The 66-year-old former leader of a Metro Detroit church received 127 donations from Michigan supporters in the April-June quarter for a total of over $14,000. This was the seventh highest amount in the field, ahead of more well-known Democrats such as U.S. Sens. Cory Booker of New Jersey and Amy Klobuchar of Minnesota as well as ex-U.S. Rep. Beto O'Rourke of Texas.

So far, the campaign has raised over $3 million dollars since Williamson announced her candidacy in November, according to the Federal Election Commission. 

Anuzis said Williamson's policies are not representative of what most Americans are looking for. 

"I think her support of open borders and basically unlimited support for illegal immigration is an issue," Anuzis said. "I think her support for socialism and kind of socialist approach to the economy is important to understand what that means."

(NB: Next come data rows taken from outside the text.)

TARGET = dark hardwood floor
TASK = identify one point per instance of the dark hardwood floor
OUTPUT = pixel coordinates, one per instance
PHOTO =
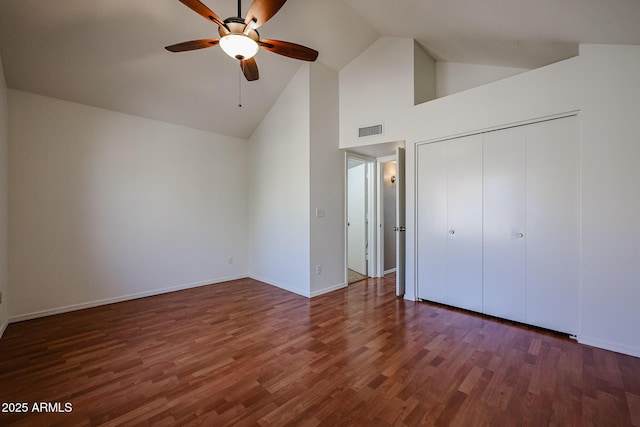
(245, 353)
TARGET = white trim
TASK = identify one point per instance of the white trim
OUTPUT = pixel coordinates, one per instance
(501, 127)
(609, 345)
(97, 303)
(329, 289)
(281, 286)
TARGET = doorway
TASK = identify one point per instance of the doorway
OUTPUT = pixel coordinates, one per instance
(359, 202)
(387, 173)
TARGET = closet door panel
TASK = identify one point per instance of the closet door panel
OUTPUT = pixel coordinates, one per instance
(464, 222)
(504, 285)
(552, 225)
(432, 221)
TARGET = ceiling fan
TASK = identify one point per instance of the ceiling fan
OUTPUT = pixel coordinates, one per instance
(239, 38)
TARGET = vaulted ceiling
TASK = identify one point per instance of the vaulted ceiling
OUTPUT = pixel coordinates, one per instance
(110, 53)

Republicans are willing to criticize any candidate on the debate stage regardless of their views, said TJ Bucholz, president and CEO of Vanguard Public Affairs in Lansing. 

"It's all smoke screen. If there were three candidates up there, Republicans would call them socialists," said Bucholz, a Democratic consultant. 

While Bucholz does not consider Williamson is a particularly viable candidate, citing a lack of a substantial voting base and poor debate performance, he said Republicans are going to attack anyone they perceive as a threat. 

"I think at the end of the day, Republicans are terrified that a Democrat can topple Trump here. So they're gonna do whatever they can to slow down the Democratic nomination process," Bucholz said.

Traverse City resident Paul Sutherland is a self-described independent who had never donated to a political campaign before giving to Williamson in April. Sutherland said he supports Williamson because she's straightforward about her perspective. 

"I don't see much difference between most Republicans and Democrats. If you look at Biden, I don't think he's a lot different than some of the Republican candidates we've had," Sutherland said. "I think you have to vote for a person, not a party."

Republicans are scared of Williamson because she can inspire voters and create a movement, he said. 

"You have people that have this mindset that anything that doesn't fit in their box they're going to try and vilify. ...They get to people's hearts and minds and say 'she's a fringe this and she's a fringe that,'" he said. "But I bet none of them have read her website, none of them have read her books."